Any careful observer of America’s trajectory since the rise of the religious right can not help but see this. Christopher Hitchens, who we mentioned at the start of this sermon series, said, “How dismal it is to see present day Americans yearning for the very orthodoxy their country was founded to escape.”

It is difficult in a culture such as ours, when nationalism and faith are so tightly interwoven, to raise a voice of objection against the all-too common idolatry of nation and race, but it must be done, for the sake of the nation, the church, and the future.

National idolatry is not a new problem. In the Hebrew Scriptures, God raised up prophets, men and women whose task it was to keep Israel and its leaders just and true. Most of them were repaid for their efforts with death. I have a Quaker pastor friend who, on the heels of 9/11, warned from the pulpit against the rush to war. He spoke at 11 AM and was unemployed by noon. Once a religion has allied itself with a nation, prophets become traitors.

As Friends, we believe any religion that is good for us, but bad for others doesn’t merit our allegiance.

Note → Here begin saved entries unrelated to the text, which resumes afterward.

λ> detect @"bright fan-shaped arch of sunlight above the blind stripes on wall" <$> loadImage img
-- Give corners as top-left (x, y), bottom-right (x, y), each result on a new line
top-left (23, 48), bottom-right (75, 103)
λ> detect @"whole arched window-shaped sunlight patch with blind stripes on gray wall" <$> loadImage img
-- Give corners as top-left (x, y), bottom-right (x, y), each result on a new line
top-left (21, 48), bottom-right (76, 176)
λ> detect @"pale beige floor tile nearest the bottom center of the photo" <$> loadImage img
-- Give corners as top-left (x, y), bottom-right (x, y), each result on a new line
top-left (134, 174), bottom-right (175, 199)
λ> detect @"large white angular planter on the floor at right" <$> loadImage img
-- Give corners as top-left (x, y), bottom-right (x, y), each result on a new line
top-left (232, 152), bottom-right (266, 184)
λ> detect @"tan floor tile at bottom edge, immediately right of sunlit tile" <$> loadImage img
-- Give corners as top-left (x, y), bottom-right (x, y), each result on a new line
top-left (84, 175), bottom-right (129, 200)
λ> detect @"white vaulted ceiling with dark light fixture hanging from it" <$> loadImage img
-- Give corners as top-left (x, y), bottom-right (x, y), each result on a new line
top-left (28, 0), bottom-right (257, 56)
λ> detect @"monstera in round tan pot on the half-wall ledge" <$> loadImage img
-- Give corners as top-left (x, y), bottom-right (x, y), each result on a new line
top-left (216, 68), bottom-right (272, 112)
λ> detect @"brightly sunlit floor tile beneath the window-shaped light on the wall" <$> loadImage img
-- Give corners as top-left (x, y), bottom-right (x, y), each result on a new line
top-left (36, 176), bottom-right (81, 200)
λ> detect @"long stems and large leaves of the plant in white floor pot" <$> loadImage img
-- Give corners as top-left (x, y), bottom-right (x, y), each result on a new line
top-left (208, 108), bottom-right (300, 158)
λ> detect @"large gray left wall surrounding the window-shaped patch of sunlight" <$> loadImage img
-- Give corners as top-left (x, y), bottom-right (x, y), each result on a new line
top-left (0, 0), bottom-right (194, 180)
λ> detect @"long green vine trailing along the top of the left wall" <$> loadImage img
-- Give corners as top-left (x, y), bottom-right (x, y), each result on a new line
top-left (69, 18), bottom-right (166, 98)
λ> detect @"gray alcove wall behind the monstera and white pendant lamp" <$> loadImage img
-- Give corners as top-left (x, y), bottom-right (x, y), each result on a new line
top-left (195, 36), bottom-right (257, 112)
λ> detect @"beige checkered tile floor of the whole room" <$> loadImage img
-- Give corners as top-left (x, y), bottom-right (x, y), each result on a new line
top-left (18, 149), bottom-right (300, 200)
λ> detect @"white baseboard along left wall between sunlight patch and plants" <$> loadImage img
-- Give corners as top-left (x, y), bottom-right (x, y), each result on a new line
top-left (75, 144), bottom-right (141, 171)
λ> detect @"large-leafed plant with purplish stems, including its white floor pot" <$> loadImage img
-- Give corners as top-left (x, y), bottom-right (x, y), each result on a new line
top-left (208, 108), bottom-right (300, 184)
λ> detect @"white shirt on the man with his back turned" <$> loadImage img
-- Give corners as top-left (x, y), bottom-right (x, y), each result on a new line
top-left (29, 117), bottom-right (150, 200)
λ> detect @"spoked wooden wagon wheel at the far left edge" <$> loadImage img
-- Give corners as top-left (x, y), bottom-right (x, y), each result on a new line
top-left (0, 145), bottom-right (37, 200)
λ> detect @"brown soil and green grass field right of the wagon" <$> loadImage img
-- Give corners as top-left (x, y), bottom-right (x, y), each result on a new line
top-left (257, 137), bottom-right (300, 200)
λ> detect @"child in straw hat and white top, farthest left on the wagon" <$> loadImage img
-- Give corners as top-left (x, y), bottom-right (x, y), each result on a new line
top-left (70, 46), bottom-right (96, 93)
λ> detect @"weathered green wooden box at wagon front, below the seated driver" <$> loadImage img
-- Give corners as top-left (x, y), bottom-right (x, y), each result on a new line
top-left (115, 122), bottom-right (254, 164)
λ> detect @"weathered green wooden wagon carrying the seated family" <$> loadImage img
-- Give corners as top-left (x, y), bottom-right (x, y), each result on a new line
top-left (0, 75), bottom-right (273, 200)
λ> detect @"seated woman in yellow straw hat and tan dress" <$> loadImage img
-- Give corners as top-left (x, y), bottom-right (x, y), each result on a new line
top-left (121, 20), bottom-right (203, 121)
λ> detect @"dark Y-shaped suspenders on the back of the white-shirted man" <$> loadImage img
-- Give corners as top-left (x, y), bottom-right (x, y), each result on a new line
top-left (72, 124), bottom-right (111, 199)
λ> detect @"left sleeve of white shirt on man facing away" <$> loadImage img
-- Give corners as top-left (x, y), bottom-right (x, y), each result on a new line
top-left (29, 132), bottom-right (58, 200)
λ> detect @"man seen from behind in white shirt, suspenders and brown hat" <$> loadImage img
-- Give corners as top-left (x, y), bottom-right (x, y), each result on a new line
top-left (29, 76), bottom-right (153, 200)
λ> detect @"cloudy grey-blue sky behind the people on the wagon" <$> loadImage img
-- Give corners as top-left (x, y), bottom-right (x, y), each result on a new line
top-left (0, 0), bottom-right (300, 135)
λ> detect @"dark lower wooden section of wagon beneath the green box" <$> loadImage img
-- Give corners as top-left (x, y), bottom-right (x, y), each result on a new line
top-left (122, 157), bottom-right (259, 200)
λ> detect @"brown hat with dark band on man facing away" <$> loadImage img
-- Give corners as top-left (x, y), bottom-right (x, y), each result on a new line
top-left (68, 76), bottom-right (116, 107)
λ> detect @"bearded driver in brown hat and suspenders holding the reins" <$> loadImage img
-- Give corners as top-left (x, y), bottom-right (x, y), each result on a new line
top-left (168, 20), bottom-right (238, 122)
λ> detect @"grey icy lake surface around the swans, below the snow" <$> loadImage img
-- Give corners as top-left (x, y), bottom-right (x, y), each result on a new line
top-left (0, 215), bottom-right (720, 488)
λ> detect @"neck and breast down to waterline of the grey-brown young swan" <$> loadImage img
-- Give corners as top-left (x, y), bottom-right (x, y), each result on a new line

We believe religion should make room, not push away. We believe the Light of God shines on all, and not a selective few. We applaud governments that are honest, open, and beneficial, and work to make them so by challenging governments that are deceitful, closed, and harmful. We are careful never to lend our moral or ethical weight to leaders who want only to use it for selfish and dangerous ends. We believe any religion which elevates some and diminishes others is a corrupt faith and has lost its way. We believe the strength of a nation isn’t measured in its wealth or military power, but in its commitment to justice, equality, and the betterment of all. Regrettably, many American Christians have forgotten what should never be forgotten—that the ultimate allegiance for the Christian isn’t to a flag, a party, or a president, but to a principle―to love God with all your heart, soul, strength, and mind, and to love your neighbor as you love yourself.